Según relató, el 15 de septiembre habría salido a trabajar y al regresar encontró a su hija sin vida. Aseguró que Manoela le admitió haber agredido a la niña tras un incidente por haber mojado la cama. El hombre dijo que intentó llamar al servicio de emergencias, pero que su pareja se lo prohibió. Ninguno pidió ayuda médica y, por el contrario, ambos decidieron encubrir lo sucedido.
La Policía, ya en la investigación, acudió a la vivienda guiada por el testimonio del padre. En el lavadero, donde aseguraron haber enterrado el cuerpo, los agentes confirmaron rápidamente que el olor a descomposición era notorio. Luego de romper parte del piso, hallaron restos humanos, cabellos y tejidos, lo que activó un despliegue de forenses y bomberos para continuar la excavación. Las autoridades no descartan que existan otros restos en diferentes zonas de la casa.
El caso tomó un rumbo aún más complejo cuando se supo que Lucas ya tenía antecedentes por maltrato a otro de sus hijos, así como denuncias por amenazas y agresiones contra la madre de los menores. Este historial plantea un interrogante estructural sobre los mecanismos de alerta temprana y protección infantil que, de haberse activado a tiempo, posiblemente habrían evitado un desenlace tan devastador.
Durante su declaración ante las autoridades, Lucas intentó desligarse del crimen principal y aseguró haber ayudado solo a ocultar los restos. Señaló a Manoela como responsable directa tanto de la muerte como del descuartizamiento. Ella, por su parte, negó haber cometido el homicidio, aunque reconoció haber mentido sobre la desaparición de la niña y haber colaborado en el encubrimiento. Su respuesta ante la pregunta sobre si había agredido a Emanuelly fue contundente: “No voy a hablar porque igual ya vamos presos”.
El caso fue tipificado como homicidio calificado, destrucción y ocultamiento de cadáver.
El abogado de la madre, Cristiano Medida da Rocha, hizo un llamado público para que episodios como este no sean normalizados ni minimizados. Insistió en que la violencia infantil suele avanzar en silencio, y que cualquier señal debe tomarse con absoluta seriedad. Para la familia, dijo, solo queda insistir en que se haga justicia y que el proceso judicial aporte respuestas claras y responsables.

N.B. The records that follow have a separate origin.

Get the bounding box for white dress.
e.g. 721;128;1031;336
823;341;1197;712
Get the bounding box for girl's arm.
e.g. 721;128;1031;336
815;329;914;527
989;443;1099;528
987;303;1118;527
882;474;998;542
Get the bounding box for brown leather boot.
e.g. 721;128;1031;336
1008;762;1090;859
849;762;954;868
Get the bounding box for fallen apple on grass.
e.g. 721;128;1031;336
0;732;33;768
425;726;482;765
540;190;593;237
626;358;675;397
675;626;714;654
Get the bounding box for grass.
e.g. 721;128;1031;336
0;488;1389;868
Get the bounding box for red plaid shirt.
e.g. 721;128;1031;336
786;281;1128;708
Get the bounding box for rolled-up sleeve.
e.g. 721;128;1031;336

Más allá del impacto mediático, este crimen reabre un debate recurrente en la región: la necesidad de fortalecer los sistemas de protección a la niñez, garantizar intervenciones oportunas cuando hay antecedentes de agresión y crear redes de apoyo reales para familias en riesgo. La muerte de Emanuelly, descubierta recién semanas atrás pese a haber ocurrido en septiembre, deja en evidencia las fallas que permiten que la violencia doméstica avance sin freno hasta llegar a extremos difíciles de imaginar.